Retiring Ald. Tom Tunney (44th) said Thursday he decided not to run for mayor of Chicago because he didn’t have a succession plan for the Ann Sather Restaurants he owns and loves and feared the “Chicago institution” would go under.
Tunney, chairman of the City Council’s Zoning Committee, came close to joining the race after his longtime friend and political ally, U.S. Rep. Mike Quigley, D-Ill., took a pass.
After a public break with Mayor Lori Lightfoot, Tunney circulated nominating petitions and solicited support from colleagues and business leaders. Some allies were so convinced Tunney would run, they circulated a would-be Nov. 9 date for the big announcement.
But when the moment of truth finally came, Tunney decided not to take the plunge, throwing his support behind Paul Vallas. Allies pointed to Tunney’s history of caution and indecision.
As it turned out, it was more about his 40-year love affair with Ann Sather’s.
“I have felt very strongly about my role as, not only an alderman but about keeping an institution alive in the city of Chicago.
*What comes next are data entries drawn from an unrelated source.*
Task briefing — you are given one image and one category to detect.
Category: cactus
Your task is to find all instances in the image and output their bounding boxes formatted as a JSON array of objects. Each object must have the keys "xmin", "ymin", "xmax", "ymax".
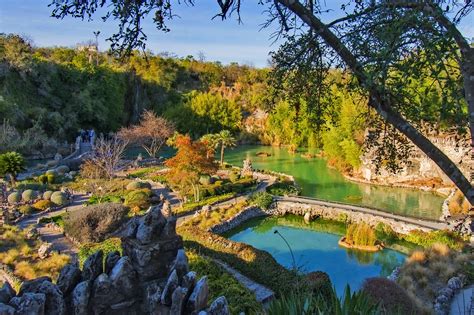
[
  {"xmin": 51, "ymin": 191, "xmax": 68, "ymax": 206},
  {"xmin": 21, "ymin": 189, "xmax": 38, "ymax": 201},
  {"xmin": 7, "ymin": 192, "xmax": 21, "ymax": 205}
]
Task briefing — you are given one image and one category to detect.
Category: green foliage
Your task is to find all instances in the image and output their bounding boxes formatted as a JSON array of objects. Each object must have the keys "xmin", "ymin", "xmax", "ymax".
[
  {"xmin": 33, "ymin": 200, "xmax": 54, "ymax": 211},
  {"xmin": 268, "ymin": 286, "xmax": 380, "ymax": 315},
  {"xmin": 186, "ymin": 251, "xmax": 262, "ymax": 314},
  {"xmin": 249, "ymin": 192, "xmax": 273, "ymax": 209},
  {"xmin": 267, "ymin": 182, "xmax": 301, "ymax": 196},
  {"xmin": 21, "ymin": 189, "xmax": 38, "ymax": 202},
  {"xmin": 18, "ymin": 205, "xmax": 36, "ymax": 214},
  {"xmin": 0, "ymin": 152, "xmax": 25, "ymax": 183},
  {"xmin": 43, "ymin": 190, "xmax": 53, "ymax": 200},
  {"xmin": 403, "ymin": 230, "xmax": 466, "ymax": 249},
  {"xmin": 346, "ymin": 222, "xmax": 377, "ymax": 246},
  {"xmin": 78, "ymin": 238, "xmax": 122, "ymax": 266},
  {"xmin": 50, "ymin": 191, "xmax": 68, "ymax": 206},
  {"xmin": 7, "ymin": 192, "xmax": 21, "ymax": 204},
  {"xmin": 127, "ymin": 180, "xmax": 151, "ymax": 190},
  {"xmin": 124, "ymin": 188, "xmax": 152, "ymax": 210},
  {"xmin": 64, "ymin": 203, "xmax": 129, "ymax": 243}
]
And honestly, while I had a good succession plan for my aldermanic successor, I don’t really have a good plan about the next generation of Ann Sather Restaurants,” said Tunney, 67.
“If I ... left the company, I felt it probably wouldn’t survive. … Small business margins are really small. ... I still work seven days a week. When I’m not working in the alderman’s office, I’m working at my restaurant. You’d think after 40 years that I should be able to take weekends off. It’s not there yet. And I haven’t developed the infrastructure to step away. That was the long and short of it.”
Tunney was appointed in 2002, picked by then-Mayor Richard M. Daley to fill the vacancy created by the pre-election resignation of then-Ald. Bernard Hansen.
It was a groundbreaking moment in Chicago politics. At the time, Tunney was Chicago’s first openly gay alderperson.
With no children of his own, Tunney’s only option was to ask extended family to take over Ann Sather. The answer was “no.”
“My family — my nieces and nephews — they’re not interested in the restaurant lifestyle. … They all worked for me during their high school years—enough to say this is not a career that they wanted to pursue,” he said.
“I made my choices. I went to school for it. I’m basically a service nut. That helped me in my aldermanic duties. It’s certainly helped me in the restaurant world….[But] you really have to want to be in the restaurant business. You have to know that it’s nights, weekends and holidays.”
On Feb. 28, Lightfoot was eliminated from the mayor’s race after finishing third with 16.8% of the vote behind Vallas at 32.9% and Brandon Johnson with 21.6%.
Lightfoot’s defeat was not a surprise to Tunney. He had already predicted lakefront voters who propelled her into office in 2019 had lost faith in the mayor.
But, Tunney said Thursday he was surprised by just how poorly she did in lakefront wards. Lightfoot averaged just 12.9 percent of the vote in six downtown and north lakefront wards, including his own.
“Four years ago, five years ago — the lakefront was where she got her start. And I counseled her that the lakefront is important for her career and downtown is important. And I think her over-emphasis, while laudable, on South and West neglected downtown and neglected the North Side,” Tunney said.
“She was too focused on South and West and basically told downtown and the North Side, ‘Fend for yourselves.’ Whether it was police. Whether it was economic development plans. It was only really at the tail end of her career that she had an idea about remaking LaSalle Street. … You can prioritize South and West and under-developed neighborhoods. But you can’t dismiss the economic engine for the city that actually pays for many of these programs.”
Tunney scoffed at Lightfoot’s longstanding claim that she was treated more harshly because she is a gay, Black woman. He pointed to her infamous inaugural address.
“She got off to a bad start by ... accusing the aldermen ... that, basically, this is a corrupt body behind me,” he said.
“You can’t start an administration with that kind of conflict. And it didn’t get much better.”